2011 Conference

HEWEB11 Wrap-Up

Much like the live music that made its host city famous, High Ed Web 11 jammed, from the early early morning till the early, early night. For four solid days.


Much like the live music that made its host city famous, High Ed Web 11 jammed, from the early early morning till the early, early night. For four solid days.

HEWeb’s visit to Austin positively rippled with energy and creativity. Perhaps it was exhortations to “Keep Austin Weird” rubbing off on the attendees. Perhaps it was that roughly 50 percent of the conference was made up of first time participants. Maybe the live music blaring from every door on Sixth Street just washed over the conference. But those in attendance were caught up in the wave.

There were tweets from a god, a devil and a beard. There was a band full of web nerds paying tribute to Johnny Cash. There was a game of live action Angry Birds. There was Mark Greenfield doing his best Marshall Mathers impersonation to announce that #heweb13 would be in Buffalo.

Dorky fun is not the only thing HEWeb has become known for. It’s also known for being an absolute deluge of great information and a great source of community. Both elements were on display in spades in Austin.

Conference Chair Glenda Sims, from the University of Texas, called it the best conference ever “because we filled Austin with HighEd Web geek goodness, added sunshine, hot sauce and new ideas, and left inspired and, dare I say, even smarter.” Yes Glenda, is more than a little biased, but looking back at some of the conference’s presentations, you see there’s a strong case she’s right.

For instance:

  • Best of Conference Winner Georgy Cohen drove home the message that good content must be the priority over pretty looking web sites or print materials.
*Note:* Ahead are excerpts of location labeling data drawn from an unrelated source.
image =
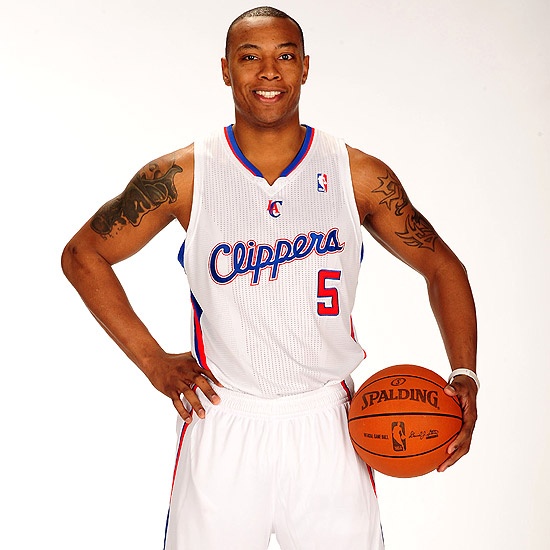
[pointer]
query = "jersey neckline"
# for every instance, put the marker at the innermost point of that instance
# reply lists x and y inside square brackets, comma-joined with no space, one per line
[300,156]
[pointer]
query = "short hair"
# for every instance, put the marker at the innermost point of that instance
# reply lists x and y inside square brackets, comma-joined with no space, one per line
[263,11]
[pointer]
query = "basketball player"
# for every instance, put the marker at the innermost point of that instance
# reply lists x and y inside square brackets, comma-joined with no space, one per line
[272,266]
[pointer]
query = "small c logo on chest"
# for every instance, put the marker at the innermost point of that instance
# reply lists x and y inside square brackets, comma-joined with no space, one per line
[274,208]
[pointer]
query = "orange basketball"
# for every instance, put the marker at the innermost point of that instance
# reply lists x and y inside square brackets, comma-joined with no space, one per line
[401,421]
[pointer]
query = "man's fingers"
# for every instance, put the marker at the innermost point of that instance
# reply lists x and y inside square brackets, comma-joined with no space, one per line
[210,376]
[182,411]
[207,389]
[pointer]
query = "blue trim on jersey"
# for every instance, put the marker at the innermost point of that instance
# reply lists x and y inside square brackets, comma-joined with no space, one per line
[301,153]
[180,255]
[197,310]
[238,153]
[251,168]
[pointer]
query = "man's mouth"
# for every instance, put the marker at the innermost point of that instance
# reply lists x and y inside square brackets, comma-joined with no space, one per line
[267,94]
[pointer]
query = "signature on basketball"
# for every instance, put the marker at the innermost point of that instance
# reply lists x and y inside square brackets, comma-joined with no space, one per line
[424,434]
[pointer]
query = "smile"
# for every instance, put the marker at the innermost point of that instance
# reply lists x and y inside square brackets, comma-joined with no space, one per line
[268,95]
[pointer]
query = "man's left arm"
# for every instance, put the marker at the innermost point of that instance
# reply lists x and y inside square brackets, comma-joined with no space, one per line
[389,216]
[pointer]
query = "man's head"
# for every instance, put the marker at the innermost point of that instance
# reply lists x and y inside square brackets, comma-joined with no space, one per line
[263,11]
[266,67]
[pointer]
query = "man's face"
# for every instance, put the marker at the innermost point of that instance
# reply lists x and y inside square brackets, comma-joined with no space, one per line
[265,67]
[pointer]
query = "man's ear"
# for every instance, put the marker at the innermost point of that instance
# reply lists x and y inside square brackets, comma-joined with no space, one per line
[225,72]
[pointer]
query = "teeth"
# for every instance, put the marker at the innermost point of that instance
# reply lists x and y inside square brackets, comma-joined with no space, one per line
[268,95]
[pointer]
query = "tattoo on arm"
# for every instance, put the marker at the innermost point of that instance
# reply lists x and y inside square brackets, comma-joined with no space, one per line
[142,195]
[418,231]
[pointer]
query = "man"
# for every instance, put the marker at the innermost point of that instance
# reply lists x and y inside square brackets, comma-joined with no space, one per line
[272,211]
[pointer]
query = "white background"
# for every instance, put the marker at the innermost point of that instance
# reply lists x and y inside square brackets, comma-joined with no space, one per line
[454,96]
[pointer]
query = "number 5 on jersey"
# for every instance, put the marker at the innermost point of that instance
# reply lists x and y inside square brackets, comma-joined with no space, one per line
[329,305]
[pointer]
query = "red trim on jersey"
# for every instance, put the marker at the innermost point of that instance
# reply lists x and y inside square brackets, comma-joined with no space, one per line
[183,430]
[371,475]
[352,328]
[199,342]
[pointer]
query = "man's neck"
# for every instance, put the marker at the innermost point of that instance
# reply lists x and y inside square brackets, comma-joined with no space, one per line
[271,150]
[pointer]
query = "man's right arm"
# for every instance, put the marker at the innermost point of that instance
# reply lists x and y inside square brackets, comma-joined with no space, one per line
[158,193]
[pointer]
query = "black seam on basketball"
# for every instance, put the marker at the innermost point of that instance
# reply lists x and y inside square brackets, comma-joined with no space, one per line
[363,388]
[445,415]
[407,456]
[402,376]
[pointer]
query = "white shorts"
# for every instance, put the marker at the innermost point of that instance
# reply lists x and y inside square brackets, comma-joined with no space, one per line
[257,466]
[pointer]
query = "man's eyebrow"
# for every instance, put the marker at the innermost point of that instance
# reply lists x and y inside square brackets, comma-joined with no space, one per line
[282,46]
[248,47]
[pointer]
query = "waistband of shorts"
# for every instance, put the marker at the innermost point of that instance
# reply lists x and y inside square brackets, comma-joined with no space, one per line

Focus on the messages and stories you want to tell and make those the priority, not whether they are for the web or print.   “Actions driven by emotion are extremely powerful,” said Cohen, so make sure that your stories are created to make the greatest impact on your audience.
  • North Park University’s John Boyd reminded attendees to his session that breaking things is good, when it comes to usability testing on your website. Good testing on a website is like copy editing or a design review — its good when you catch problems because you can eliminate them, Boyd said. Take the time to do things right, he urged.
  • Google’s Chris Wilson urged attendees to never to forget to make a little magic on the job. Wilson message: don’t get bogged down in the mundane. Make your users go “wow” when they visit your site. Or as he put it “sprinkle a little pixie dust.”
  • Karlyn Morrisette, of Southern New Hampshire University, reminded conference goers that their institutions need to “know who they are and never apologize for it.” In what may be the only presentation to ever combine the Insane Clown Posse with very religious Taylor University, Karlyn noted that the band the institutions like Taylor understand their audiences incredibly well and don’t waste their time trying to market themselves to people who don’t understand the way they do things.  It’s a lesson Karlyn said more schools need to take to heart.

As attendees headed back to their campus tired but full of energy and new ideas, there was only one question to ask, and it too, had a musical bent: What will #heweb12 do for an encore?